To understand these changes, it is necessary to compare the latest SAT format with the old one. Here is an instant recap of the changes made.
New Vs. Old SAT- Major Changes:
Here we have given everything you should know about the new design of SAT. In the redesign, the focus is provided on the test’s structure, timing, scoring, and many other aspects. Less multiple choice questions, an elective (optional) essay, and non-penalty structure for the incorrect answers are the latest features to note.
On the other hand, you need to be prepared for an augmented stress on data analysis, problem-solving, and critical thinking.
Old SAT Format:
It is a present SAT in the course of January 2016.
In the old SAT, scoring used to be out of 2400 with a penalty of 1/4 for every incorrect answer. 800 marks were distributed for each mathematics, writing, and reading comprehension.
The old SAT structure includes three sections per subject with an average time of 20-25 minutes per section. However, the writing section had one essay test with a time of 25 minutes, one experiment test, and five options in the multiple choice questions.
The timing of old SAT is 3 hours 45 minutes.
The administration in old SAT was obtainable in print only. It was determined on a broad array of skills and content.
The old SAT format has compulsory Essay writing section with a time of 25 minutes for the students to outline their answer. No testing was done on the precision and quality of analysis. Scores used to be shared with the multiple-choice questions.

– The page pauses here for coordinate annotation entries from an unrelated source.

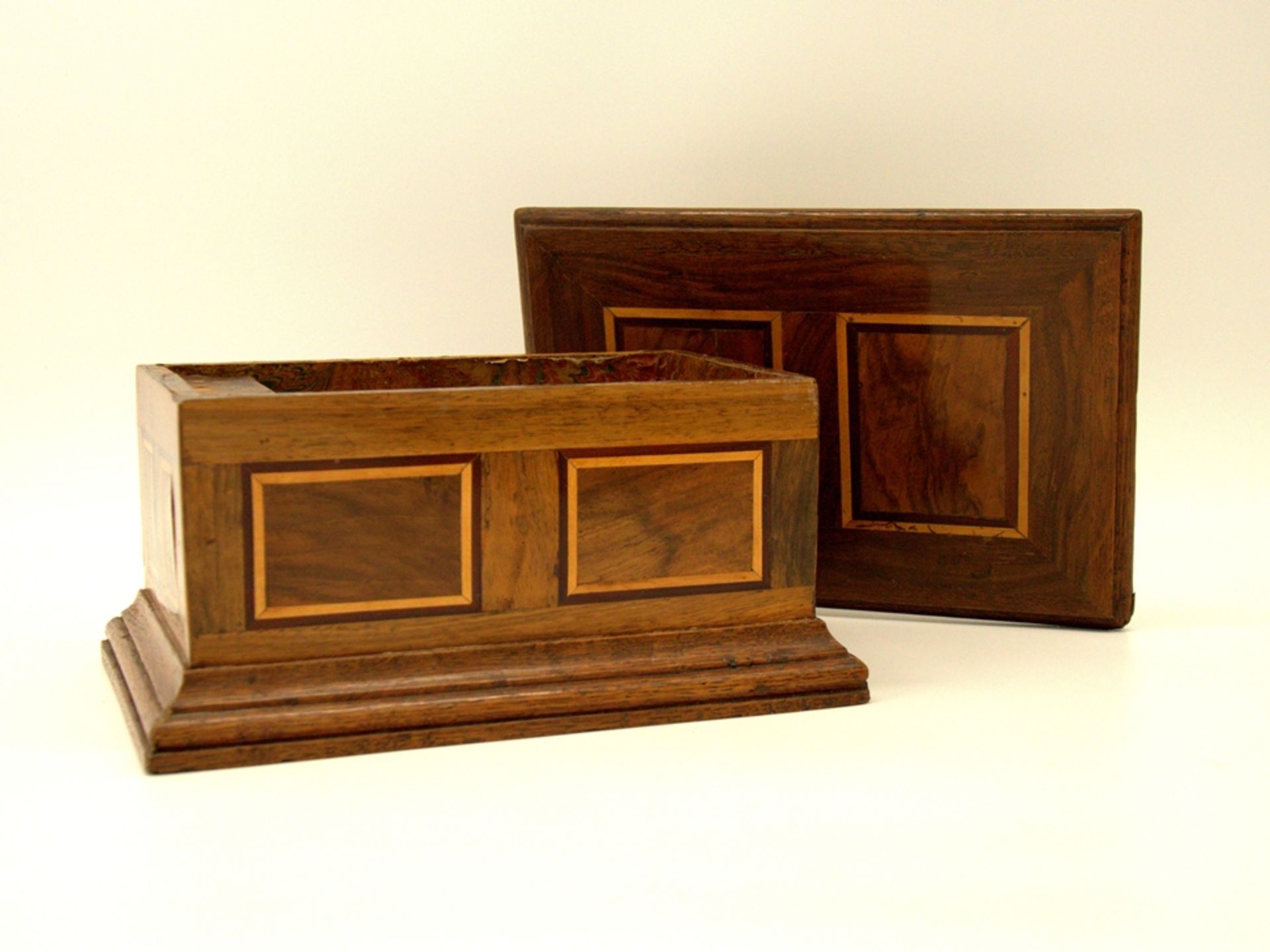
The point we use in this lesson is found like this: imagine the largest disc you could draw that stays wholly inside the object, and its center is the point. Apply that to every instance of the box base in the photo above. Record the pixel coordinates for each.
(238, 715)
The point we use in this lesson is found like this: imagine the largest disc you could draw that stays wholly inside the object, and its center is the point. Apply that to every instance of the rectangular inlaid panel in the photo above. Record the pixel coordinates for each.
(934, 415)
(644, 524)
(749, 337)
(362, 539)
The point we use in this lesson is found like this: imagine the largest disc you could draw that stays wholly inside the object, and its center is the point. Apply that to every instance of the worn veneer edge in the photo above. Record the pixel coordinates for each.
(132, 686)
(384, 742)
(1127, 418)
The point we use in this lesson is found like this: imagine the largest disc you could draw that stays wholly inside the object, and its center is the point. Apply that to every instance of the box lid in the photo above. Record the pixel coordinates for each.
(977, 374)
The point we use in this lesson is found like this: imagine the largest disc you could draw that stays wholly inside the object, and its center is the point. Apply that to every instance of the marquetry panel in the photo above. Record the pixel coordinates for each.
(934, 423)
(356, 541)
(643, 524)
(751, 337)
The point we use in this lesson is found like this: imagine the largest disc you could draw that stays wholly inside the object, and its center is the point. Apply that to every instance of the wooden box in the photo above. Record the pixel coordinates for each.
(357, 556)
(977, 375)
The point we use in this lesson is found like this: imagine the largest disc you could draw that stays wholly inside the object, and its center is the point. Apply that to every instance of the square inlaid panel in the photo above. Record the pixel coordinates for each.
(359, 541)
(749, 337)
(657, 524)
(977, 377)
(934, 416)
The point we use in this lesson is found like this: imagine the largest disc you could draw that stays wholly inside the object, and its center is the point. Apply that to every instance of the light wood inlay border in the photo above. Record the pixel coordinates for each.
(573, 465)
(1023, 329)
(705, 315)
(259, 480)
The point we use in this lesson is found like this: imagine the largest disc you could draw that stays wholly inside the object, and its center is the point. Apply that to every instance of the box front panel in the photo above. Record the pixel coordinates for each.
(658, 522)
(362, 541)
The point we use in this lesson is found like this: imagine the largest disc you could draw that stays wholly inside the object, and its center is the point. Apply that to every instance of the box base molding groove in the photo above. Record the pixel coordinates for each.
(240, 715)
(352, 556)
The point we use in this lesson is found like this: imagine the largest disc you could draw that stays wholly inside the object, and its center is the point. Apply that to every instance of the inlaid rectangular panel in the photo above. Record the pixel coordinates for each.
(934, 423)
(751, 337)
(977, 376)
(654, 522)
(361, 539)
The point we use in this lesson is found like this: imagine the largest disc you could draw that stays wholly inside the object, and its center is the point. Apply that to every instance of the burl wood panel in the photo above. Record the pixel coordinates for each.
(934, 411)
(640, 524)
(955, 477)
(338, 586)
(361, 539)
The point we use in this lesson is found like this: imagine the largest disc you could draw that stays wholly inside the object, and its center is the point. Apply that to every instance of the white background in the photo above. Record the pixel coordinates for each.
(205, 182)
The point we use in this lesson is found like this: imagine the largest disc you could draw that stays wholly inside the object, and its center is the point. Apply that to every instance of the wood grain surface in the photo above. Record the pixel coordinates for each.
(1003, 481)
(240, 714)
(320, 583)
(654, 521)
(356, 539)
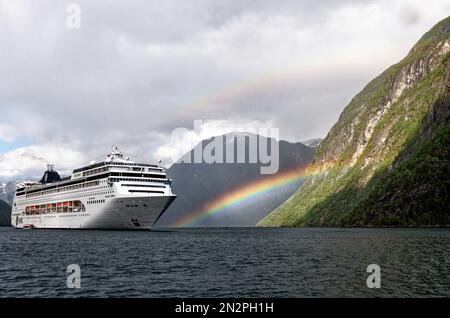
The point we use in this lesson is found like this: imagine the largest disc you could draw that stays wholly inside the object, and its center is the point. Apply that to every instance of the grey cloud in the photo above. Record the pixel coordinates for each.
(130, 74)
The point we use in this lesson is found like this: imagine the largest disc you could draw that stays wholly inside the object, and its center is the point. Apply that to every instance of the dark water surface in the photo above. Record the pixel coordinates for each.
(304, 262)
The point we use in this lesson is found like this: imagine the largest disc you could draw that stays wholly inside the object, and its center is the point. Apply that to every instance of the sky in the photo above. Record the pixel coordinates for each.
(135, 71)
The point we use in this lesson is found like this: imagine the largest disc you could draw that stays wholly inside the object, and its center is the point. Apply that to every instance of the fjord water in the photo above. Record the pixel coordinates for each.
(261, 262)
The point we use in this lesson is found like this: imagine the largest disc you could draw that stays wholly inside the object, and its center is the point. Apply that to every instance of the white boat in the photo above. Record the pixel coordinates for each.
(114, 194)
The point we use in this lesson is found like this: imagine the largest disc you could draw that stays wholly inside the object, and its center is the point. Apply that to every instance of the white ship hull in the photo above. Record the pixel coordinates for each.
(143, 214)
(115, 194)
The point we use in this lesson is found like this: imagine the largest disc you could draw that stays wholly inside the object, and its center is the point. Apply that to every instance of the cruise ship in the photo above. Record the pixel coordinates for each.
(114, 194)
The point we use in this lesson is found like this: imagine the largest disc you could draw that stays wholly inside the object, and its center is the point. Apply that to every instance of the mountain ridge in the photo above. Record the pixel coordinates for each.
(392, 133)
(196, 184)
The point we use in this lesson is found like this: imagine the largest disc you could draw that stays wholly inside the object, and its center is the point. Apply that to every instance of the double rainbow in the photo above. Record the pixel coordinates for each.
(241, 195)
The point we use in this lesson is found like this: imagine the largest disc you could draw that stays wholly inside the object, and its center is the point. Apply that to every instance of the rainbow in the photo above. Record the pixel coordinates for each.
(241, 195)
(227, 93)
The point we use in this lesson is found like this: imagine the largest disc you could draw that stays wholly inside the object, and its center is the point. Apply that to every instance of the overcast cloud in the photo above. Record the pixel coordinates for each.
(136, 70)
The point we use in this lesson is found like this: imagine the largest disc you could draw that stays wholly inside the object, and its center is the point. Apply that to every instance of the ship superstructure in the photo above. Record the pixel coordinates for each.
(116, 193)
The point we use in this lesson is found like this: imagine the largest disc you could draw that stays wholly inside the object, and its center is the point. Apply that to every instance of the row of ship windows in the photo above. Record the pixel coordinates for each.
(140, 180)
(68, 188)
(58, 207)
(96, 201)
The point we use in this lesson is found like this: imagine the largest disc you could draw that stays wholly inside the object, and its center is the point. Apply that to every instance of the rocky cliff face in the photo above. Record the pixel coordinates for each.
(386, 161)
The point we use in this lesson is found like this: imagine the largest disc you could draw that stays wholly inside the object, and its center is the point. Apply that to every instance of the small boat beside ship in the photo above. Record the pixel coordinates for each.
(114, 194)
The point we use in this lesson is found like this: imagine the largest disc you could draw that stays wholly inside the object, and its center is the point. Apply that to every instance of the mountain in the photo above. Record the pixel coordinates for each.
(5, 214)
(312, 143)
(386, 161)
(199, 184)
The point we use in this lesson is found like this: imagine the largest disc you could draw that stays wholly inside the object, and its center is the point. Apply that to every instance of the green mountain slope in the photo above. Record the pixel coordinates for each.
(386, 161)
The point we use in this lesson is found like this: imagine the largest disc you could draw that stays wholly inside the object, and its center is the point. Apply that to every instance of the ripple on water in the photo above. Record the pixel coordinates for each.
(225, 262)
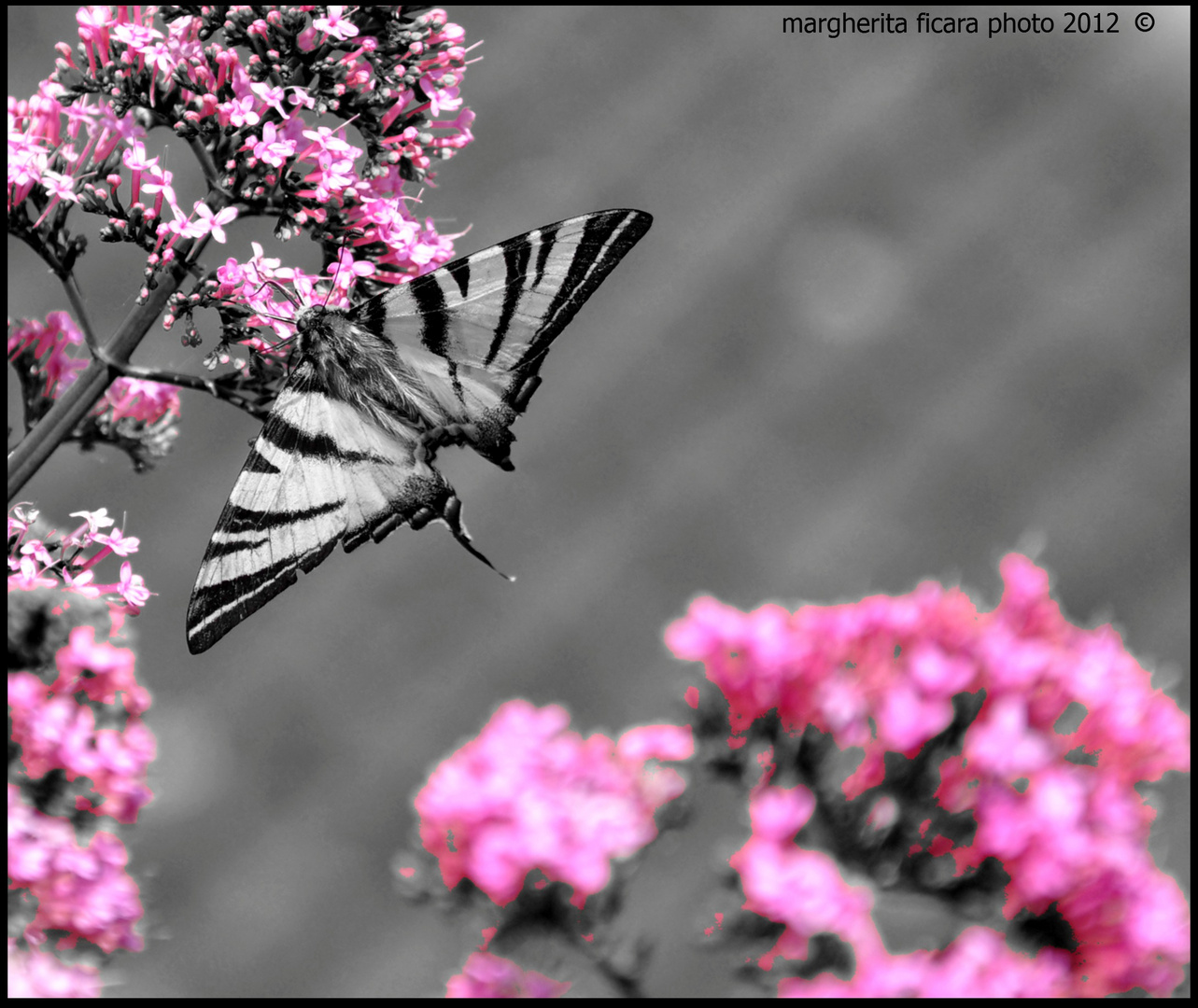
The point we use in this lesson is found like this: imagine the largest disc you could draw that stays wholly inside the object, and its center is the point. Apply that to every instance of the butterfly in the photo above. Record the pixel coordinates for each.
(346, 452)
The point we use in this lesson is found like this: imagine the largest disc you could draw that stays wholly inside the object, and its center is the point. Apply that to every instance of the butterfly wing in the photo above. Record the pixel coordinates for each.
(454, 360)
(474, 331)
(317, 474)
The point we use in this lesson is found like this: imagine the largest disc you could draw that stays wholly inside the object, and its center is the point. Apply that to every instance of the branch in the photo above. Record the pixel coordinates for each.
(81, 395)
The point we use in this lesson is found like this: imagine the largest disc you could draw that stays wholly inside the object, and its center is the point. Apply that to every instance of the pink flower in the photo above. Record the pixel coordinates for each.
(529, 794)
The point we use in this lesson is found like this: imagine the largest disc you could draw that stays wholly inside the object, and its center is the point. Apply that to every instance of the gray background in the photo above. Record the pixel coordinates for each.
(909, 303)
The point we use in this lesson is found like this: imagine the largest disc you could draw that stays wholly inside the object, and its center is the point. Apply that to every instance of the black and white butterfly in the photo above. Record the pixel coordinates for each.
(346, 452)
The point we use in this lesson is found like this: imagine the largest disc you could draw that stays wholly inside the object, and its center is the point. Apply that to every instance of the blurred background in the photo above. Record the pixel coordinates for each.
(909, 303)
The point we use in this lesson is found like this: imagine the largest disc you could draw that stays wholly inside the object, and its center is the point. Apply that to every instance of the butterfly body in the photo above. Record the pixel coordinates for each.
(347, 449)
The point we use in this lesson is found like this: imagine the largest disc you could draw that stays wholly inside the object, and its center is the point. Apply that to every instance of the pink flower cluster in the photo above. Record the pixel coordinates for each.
(78, 745)
(807, 892)
(60, 560)
(35, 973)
(132, 409)
(261, 147)
(880, 676)
(83, 889)
(529, 794)
(489, 976)
(56, 733)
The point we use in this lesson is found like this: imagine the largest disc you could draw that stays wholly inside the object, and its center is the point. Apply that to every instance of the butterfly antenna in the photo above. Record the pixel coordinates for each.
(453, 520)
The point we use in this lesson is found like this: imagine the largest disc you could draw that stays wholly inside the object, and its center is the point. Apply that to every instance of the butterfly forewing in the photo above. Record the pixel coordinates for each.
(449, 358)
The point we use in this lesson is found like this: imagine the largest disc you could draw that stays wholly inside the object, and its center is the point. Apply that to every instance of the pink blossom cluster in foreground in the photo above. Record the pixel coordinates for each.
(880, 676)
(489, 976)
(529, 794)
(80, 746)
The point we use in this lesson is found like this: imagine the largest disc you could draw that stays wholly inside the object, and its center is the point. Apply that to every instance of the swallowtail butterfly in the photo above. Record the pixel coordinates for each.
(346, 452)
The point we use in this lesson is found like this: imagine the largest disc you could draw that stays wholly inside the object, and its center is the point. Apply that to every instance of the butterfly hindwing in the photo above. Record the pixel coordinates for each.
(345, 454)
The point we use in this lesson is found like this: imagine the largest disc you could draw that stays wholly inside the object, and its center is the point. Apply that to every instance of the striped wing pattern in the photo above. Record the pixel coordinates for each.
(468, 342)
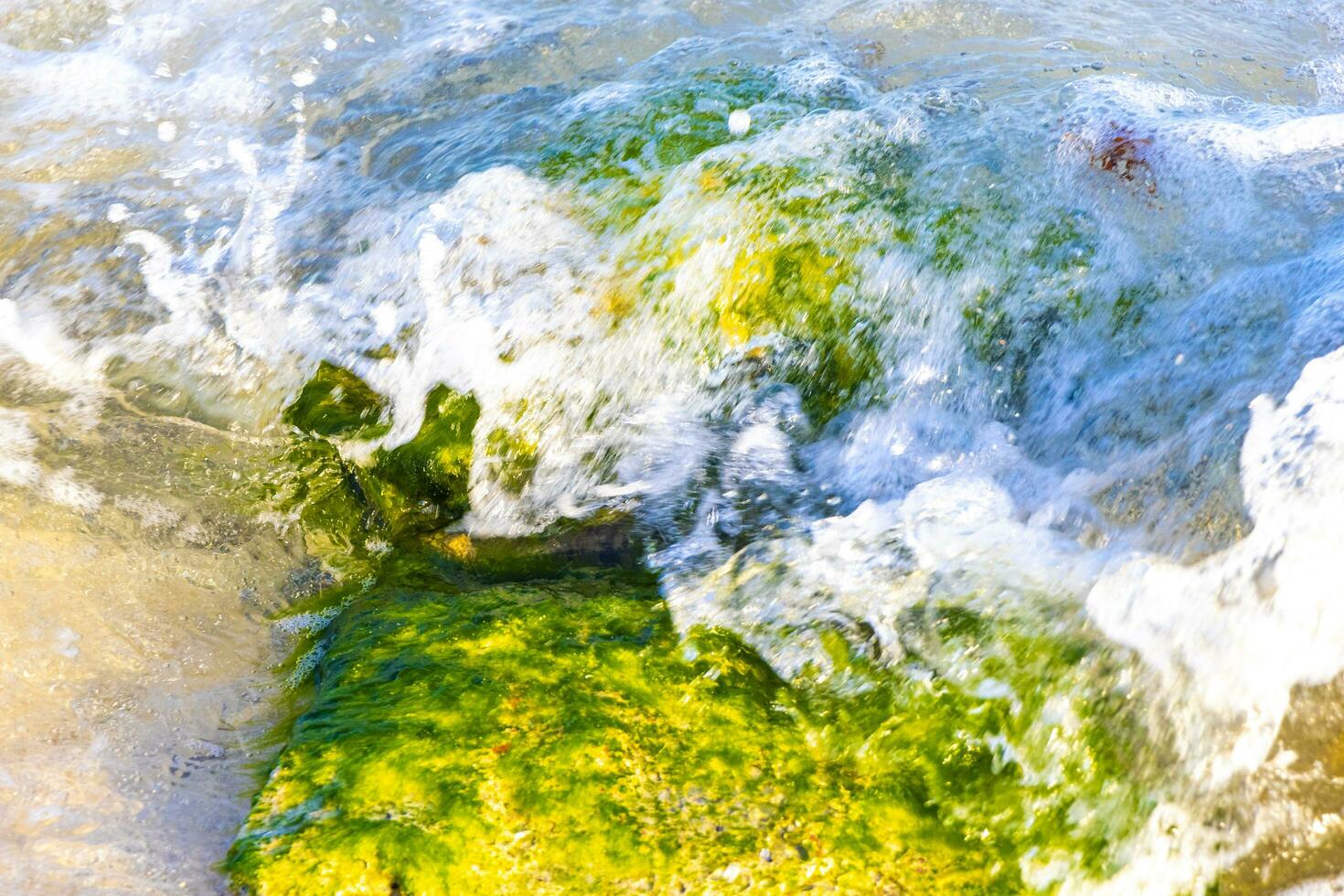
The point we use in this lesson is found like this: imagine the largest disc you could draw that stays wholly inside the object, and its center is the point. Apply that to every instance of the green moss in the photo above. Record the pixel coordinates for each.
(347, 508)
(474, 732)
(336, 403)
(620, 154)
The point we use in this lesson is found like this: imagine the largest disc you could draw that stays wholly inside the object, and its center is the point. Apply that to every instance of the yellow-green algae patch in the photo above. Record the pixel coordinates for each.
(496, 716)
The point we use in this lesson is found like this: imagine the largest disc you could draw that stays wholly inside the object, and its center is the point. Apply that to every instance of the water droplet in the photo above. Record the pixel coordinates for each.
(740, 123)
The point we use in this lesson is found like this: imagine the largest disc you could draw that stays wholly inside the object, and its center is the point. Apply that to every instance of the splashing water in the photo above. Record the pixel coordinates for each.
(867, 314)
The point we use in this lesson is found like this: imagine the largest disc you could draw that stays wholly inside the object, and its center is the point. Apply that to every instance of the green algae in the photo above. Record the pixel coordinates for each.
(794, 226)
(346, 507)
(503, 716)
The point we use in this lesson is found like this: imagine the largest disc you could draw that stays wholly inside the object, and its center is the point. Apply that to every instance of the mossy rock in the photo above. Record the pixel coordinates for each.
(346, 507)
(484, 727)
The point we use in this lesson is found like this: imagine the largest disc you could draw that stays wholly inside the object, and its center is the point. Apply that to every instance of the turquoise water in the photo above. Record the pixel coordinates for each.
(854, 309)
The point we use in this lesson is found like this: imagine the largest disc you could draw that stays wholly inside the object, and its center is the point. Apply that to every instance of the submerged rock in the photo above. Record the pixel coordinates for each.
(500, 716)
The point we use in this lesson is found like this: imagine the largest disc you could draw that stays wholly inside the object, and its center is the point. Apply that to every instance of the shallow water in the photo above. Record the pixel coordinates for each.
(857, 308)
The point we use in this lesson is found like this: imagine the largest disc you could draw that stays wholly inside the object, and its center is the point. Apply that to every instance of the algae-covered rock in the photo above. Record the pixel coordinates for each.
(480, 727)
(345, 506)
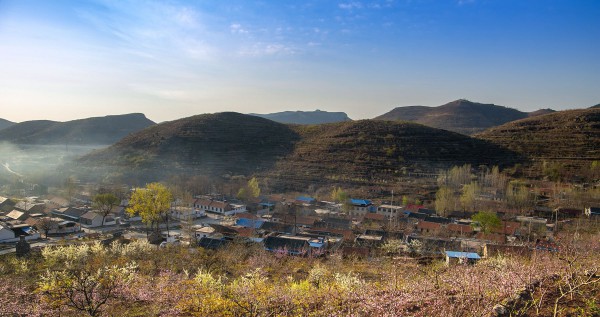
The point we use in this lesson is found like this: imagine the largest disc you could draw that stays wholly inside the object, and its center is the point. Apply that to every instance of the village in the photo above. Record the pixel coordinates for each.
(294, 225)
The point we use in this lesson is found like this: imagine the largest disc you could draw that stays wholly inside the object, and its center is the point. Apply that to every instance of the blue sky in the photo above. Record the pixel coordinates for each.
(63, 60)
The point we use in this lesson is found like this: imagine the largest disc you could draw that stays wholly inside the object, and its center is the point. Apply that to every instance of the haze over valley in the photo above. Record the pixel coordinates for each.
(427, 158)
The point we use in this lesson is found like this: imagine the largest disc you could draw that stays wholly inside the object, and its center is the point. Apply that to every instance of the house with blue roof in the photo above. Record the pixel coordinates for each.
(306, 200)
(249, 223)
(360, 207)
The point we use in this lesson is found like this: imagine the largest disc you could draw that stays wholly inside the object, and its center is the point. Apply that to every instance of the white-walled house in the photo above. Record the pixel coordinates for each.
(390, 211)
(6, 233)
(187, 213)
(12, 234)
(220, 207)
(92, 219)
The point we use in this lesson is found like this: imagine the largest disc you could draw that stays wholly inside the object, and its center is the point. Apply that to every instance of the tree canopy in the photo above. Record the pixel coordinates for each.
(152, 203)
(104, 203)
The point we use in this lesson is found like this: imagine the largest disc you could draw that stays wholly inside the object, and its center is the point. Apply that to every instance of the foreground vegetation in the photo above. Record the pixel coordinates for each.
(137, 279)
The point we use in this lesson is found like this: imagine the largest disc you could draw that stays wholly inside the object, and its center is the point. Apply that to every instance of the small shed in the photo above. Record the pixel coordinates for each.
(454, 257)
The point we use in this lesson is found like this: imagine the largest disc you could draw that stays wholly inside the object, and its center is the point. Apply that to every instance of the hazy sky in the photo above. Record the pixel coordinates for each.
(63, 59)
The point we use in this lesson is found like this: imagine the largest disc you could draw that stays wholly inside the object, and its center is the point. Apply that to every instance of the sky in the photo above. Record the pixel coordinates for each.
(63, 60)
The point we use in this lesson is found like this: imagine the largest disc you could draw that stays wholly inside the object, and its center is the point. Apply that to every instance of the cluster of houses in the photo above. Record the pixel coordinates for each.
(31, 217)
(305, 226)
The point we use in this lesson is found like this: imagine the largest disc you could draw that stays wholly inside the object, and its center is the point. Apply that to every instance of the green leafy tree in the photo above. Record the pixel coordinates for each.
(468, 198)
(251, 190)
(445, 201)
(151, 203)
(104, 203)
(487, 220)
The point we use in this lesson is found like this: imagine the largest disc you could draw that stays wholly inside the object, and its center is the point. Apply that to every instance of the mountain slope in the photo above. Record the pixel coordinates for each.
(540, 112)
(98, 130)
(460, 116)
(371, 150)
(209, 144)
(290, 156)
(305, 117)
(5, 123)
(570, 137)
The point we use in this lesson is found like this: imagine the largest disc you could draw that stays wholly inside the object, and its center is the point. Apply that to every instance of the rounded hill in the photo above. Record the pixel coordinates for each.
(372, 150)
(210, 144)
(462, 116)
(570, 137)
(290, 156)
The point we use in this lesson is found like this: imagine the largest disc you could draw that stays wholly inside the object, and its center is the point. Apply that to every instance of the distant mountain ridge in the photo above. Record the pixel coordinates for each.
(568, 137)
(5, 123)
(460, 116)
(305, 117)
(97, 130)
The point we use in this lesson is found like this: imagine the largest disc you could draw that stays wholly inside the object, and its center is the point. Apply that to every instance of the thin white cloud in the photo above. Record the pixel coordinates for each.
(267, 49)
(350, 5)
(237, 28)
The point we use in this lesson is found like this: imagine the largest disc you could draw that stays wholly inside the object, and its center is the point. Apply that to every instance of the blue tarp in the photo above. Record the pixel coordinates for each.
(462, 255)
(360, 202)
(249, 223)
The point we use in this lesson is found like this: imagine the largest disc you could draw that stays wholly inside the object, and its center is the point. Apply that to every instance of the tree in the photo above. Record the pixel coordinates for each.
(85, 289)
(152, 203)
(104, 203)
(445, 200)
(46, 224)
(517, 195)
(487, 221)
(251, 190)
(468, 198)
(70, 186)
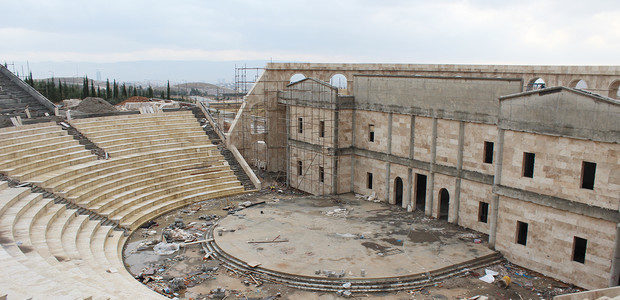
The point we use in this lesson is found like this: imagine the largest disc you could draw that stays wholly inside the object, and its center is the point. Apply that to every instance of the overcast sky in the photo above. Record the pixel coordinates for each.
(104, 33)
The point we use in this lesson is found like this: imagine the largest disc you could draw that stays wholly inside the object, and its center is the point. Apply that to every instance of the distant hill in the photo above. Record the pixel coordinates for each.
(202, 86)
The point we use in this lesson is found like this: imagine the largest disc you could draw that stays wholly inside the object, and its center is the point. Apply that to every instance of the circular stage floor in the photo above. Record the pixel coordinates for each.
(361, 238)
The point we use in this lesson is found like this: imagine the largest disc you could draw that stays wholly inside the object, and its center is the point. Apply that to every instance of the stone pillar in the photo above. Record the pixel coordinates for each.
(428, 210)
(459, 167)
(335, 157)
(410, 193)
(353, 157)
(389, 150)
(497, 180)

The math section in old SAT was focused on a broad range of topics with extra emphasis on computational ability. It had grid-in and multiple choice questions with the permission of using a calculator.
Reading and Writing:
It contains many factors such as critical reading, sentence completions, and passage based questions. The passage-based questions are further divided into two parts–short passages (100-150 words) and long passages (400-850 words.) It also includes combined scores of writing an essay and answering multiple choice questions.
New SAT Format:
It is available for March 2016 and upcoming years.
The best part about the redesign is that it doesn’t include a penalty on providing incorrect answers. The scoring is divided between math (800), and evidence-based reading and writing (800.) In the redesign, insight scores and sub-scores are available. There is an optional question of Essay writing which will be separately scored.
The redesign of SAT includes many significant changes in anatomy. There is one evidence-based reading and writing test with the time division of 35 minutes for language and writing section, and 65 minutes for the reading section. The math test includes two different sections, with and without a calculator. You are given a time of 25 minutes without the calculator and 55 minutes with the calculator. The 50 minutes Essay test is optional. Also, multiple choice questions have four options (old format has five answer choices.)
The exam time is 3 hours. It is extended to 3 hours 50 minutes for writing an optional Essay.
It is available in both print and digital formats. It has fewer questions with a larger emphasis on profound analysis of evidence and content.
Note that Essay writing is optional part in the redesign. You will be given 50 minutes to study the document of 600-750 words and then to draft an essay based on it. The essay is scored individually.
The redesign has a slightly different approach to math. Now, it has an intense focus on data analysis and problem-solving. Use of calculator is allowed only for 37 questions and is prohibited for 20 questions.
Reading and Writing:
The evidence-based reading does not include sentence completions. It is intended to test your understanding of the given passage. The passage has 500-750 words. The passage niche can range anywhere from social or history studies, U.S. and World Literature to Sciences.
How to approach the redesigned SAT?
It takes the time to understand a new pattern of any exam. Seeking the help from experts is a good solution lessen your worries about the redesign. You are advised to join SAT tutoring to ease your preparation.
Jay Regan, a SAT prep coach by profession and a hobby blogger by passion. He has joined the online industry to help the students located all over the world. With his vast experience in tutoring and writing; he is ready to help guide "less-achieving" students. After walking an extra mile in SAT tests, especially in Math, he has designed an easy-learning process.